|
The three TTS DLL functions below must be
invoked in sequence within a thread. InitTTS()
must be invoked first, GenSpeechFile() can
be invoked several times, and StopTTS() should
be invoked finally. |
|
Since these functions support multi-threaded
applications, it is o.k. to invoke InitTTS()
many times in different threads before GenSpeechFile()
is invoked. |
|
|
|
Long InitTTS(long
*Hndl, char *InitCondition); |
|
Long GenSpeechFile(long
Hndl, char *InputCharString, char *OutputFilePathAndName, long *Prcnt); |
|
Long StopTTS(long
Hndl); |
|
|
InitTTS( ) |
is used to initialize the environment, to
load parameters and signal files, and to assign a processing handle. If
succeeded, its return value is zero. Otherwise, a error code is returned. |
|
The first parameter, Hndl,
can carry in a desired handle number between 1 to 255. If you don't care
which number is assigned, Hndl must be set to zero before invoking InitTTS().

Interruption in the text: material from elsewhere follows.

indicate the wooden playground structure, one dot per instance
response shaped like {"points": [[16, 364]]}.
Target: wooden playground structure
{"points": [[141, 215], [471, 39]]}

If succeeded, the assigned handle number is carried out also by this parameter. |
|
The second parameter, InitCondition,
can carry in the desired options. The details of the acceptable options
will be explained below. |
|
|
GenSpeechFile( ) |
is used to synthesize speech signal file according
to the text given. If succeeded, its return value is zero. Otherwise, a
error code is returned. |
|
The parameter, Hndl,
is used to carry in handle number. |
|
The parameter, InputCharString,
is used to carry in the text string to be synthesized. |
|
The parameter, OutputFilePathAndName,
is used to designate the output path and file name to store the synthesized
speech signal. |
|
The parameter,
Prcnt,
is currently not used but its value must be set to NULL before invoking
GenSpeechFile(). |
|
|
StopTTS( ) |
is used to free the memory space allocated
for a handle. The parameter, Hndl, is used
to carry in handle number. |
|
The options that can be put into the parameter,
InitCondition, before invoking GenSpeechFile(). |
|
|
"pathpr=...", |
e.g. "pathpr=c:\gtswin\" |
|
set working directory path. There must
be no blanks in the path name because blank is the delimiter for options.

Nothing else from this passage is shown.